An enzyme that has been fixing inorganic carbon for billion s of years:

https://phys.org/news/2020-08-link-evolutionary-history-carbon-fixing-protein.html

"A team led by researchers at the University of California, Davis, has discovered a missing link in the evolution of photosynthesis and carbon fixation. Dating back more than 2.4 billion years, a newly discovered form of the plant enzyme rubisco could give new insight into plant evolution and breeding.

"Rubisco is the most abundant enzyme on the planet. Present in plants, cyanobacteria (also known as blue-green algae) and other photosynthetic organisms, it's central to the process of carbon fixation and is one of Earth's oldest carbon-fixing enzymes.

"'It's the primary driver for producing food, so it can take CO2 from the atmosphere and fix that into sugar for plants and other photosynthetic organisms to use. It's the primary driving enzyme for feeding carbon into life that way," said Doug Banda, a postdoctoral scholar in the lab of Patrick Shih, assistant professor of plant biology in the UC Davis College of Biological Sciences.

"Form I rubisco evolved over 2.4 billion years ago before the Great Oxygenation Event, when cyanobacteria transformed the Earth's atmosphere by producing oxygen through photosynthesis. Rubisco's ties to this ancient event make it important to scientists studying the evolution of life.

"In a study appearing Aug. 31 in Nature Plants, Banda and researchers from UC Davis, UC Berkeley and the Lawrence Berkeley National Laboratory report the discovery of a previously unknown relative of form I rubisco, one that they suspect diverged from form I rubisco prior to the evolution of cyanobacteria.

"The new version, called form I-prime rubisco, was found through genome sequencing of environmental samples and synthesized in the lab. Form I-prime rubisco gives researchers new insights into the structural evolution of form I rubisco, potentially providing clues as to how this enzyme changed the planet.

***

"Form I rubisco is built from eight core large molecular subunits with eight small subunits perched on top and bottom. Each piece of the structure is important to photosynthesis and carbon fixation. Like form I rubisco, form I-prime rubisco is built from eight large subunits. However, it does not possess the small subunits previously thought essential.

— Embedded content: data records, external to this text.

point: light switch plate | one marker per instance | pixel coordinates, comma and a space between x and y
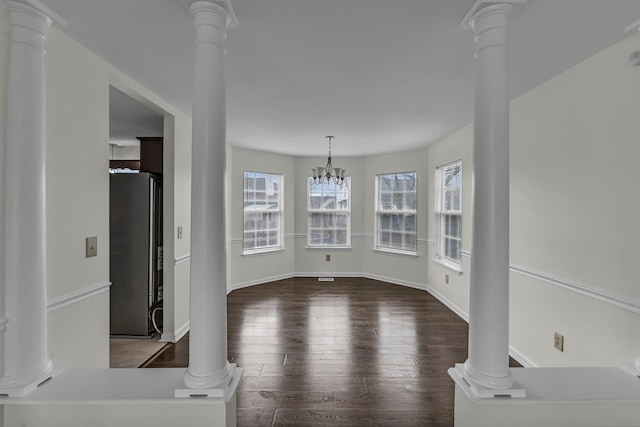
91, 246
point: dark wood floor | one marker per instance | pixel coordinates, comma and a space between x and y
354, 352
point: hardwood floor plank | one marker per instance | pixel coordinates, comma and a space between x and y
354, 418
353, 352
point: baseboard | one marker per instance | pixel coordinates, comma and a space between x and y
261, 281
175, 337
329, 274
77, 296
521, 358
424, 287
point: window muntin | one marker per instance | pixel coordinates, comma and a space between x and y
328, 214
449, 212
262, 212
396, 212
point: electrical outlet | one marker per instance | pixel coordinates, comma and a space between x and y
558, 341
91, 247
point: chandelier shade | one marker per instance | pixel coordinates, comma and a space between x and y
327, 173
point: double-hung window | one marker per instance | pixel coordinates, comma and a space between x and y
262, 212
449, 214
396, 212
328, 214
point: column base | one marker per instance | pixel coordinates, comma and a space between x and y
632, 368
9, 388
462, 378
223, 390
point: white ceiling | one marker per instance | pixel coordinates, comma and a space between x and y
380, 75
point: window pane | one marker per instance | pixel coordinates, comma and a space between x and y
449, 200
262, 192
396, 195
456, 202
329, 213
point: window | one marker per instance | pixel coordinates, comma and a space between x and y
262, 212
329, 214
396, 212
449, 213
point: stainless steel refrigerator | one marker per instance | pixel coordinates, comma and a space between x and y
135, 232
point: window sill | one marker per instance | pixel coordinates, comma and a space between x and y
396, 252
328, 247
449, 264
262, 251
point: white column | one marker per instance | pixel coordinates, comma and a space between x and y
208, 365
487, 368
26, 358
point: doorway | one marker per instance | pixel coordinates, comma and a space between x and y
136, 230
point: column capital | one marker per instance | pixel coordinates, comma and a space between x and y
38, 8
222, 8
490, 25
472, 15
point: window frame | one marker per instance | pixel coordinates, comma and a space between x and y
311, 211
379, 211
441, 215
279, 246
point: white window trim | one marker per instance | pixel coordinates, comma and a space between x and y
378, 211
310, 211
452, 264
280, 211
262, 251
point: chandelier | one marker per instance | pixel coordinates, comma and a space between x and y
328, 174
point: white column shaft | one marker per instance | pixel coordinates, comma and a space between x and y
208, 365
488, 362
26, 356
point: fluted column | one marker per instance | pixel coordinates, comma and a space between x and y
487, 367
208, 365
488, 362
26, 358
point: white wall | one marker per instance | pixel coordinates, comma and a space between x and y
77, 85
574, 213
77, 201
574, 209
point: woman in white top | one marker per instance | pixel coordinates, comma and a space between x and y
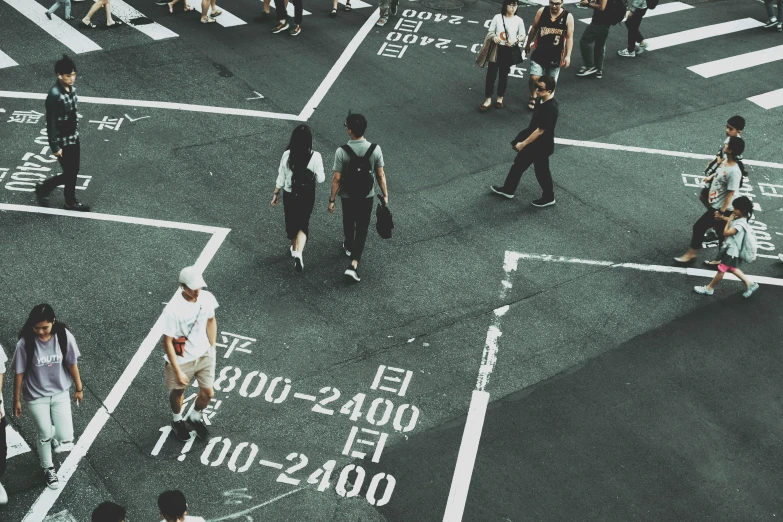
508, 30
300, 168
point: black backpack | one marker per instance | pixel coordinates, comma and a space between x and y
616, 9
303, 181
358, 180
29, 346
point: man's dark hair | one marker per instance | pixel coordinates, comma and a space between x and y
738, 122
108, 512
549, 82
172, 504
64, 65
357, 124
736, 146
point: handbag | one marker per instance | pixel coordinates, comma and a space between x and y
383, 219
516, 52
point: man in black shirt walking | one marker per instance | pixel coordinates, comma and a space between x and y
62, 127
534, 145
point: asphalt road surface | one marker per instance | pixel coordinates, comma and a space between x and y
556, 360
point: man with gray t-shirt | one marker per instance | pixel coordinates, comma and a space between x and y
357, 209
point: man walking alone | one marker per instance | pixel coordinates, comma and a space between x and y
534, 145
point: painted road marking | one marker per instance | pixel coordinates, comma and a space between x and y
738, 63
225, 19
6, 61
126, 13
671, 7
46, 500
700, 33
59, 29
768, 100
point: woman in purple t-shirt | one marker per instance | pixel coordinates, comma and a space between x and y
44, 366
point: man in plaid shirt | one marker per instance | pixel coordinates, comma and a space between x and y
62, 130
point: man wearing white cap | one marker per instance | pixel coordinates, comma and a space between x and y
189, 337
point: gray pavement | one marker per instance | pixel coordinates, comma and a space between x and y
565, 437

"'The discovery of an octameric rubisco that forms without small subunits allows us to ask evolutionary questions about what life would've looked like without the functionality imparted by small subunits," said Banda. "Specifically, we found that form I-prime enzymes had to evolve fortified interactions in the absence of small subunits, which enabled structural stability in a time when Earth's atmosphere was rapidly changing."

"According to the researchers, form I-prime rubisco represents a missing link in evolutionary history. Since form I rubisco converts inorganic carbon into plant biomass, further research on its structure and functionality could lead to innovations in agriculture production."

Comment: Once again a study into enzymes, giant molecules that are especially adept at driving important reactions and because of their size require design.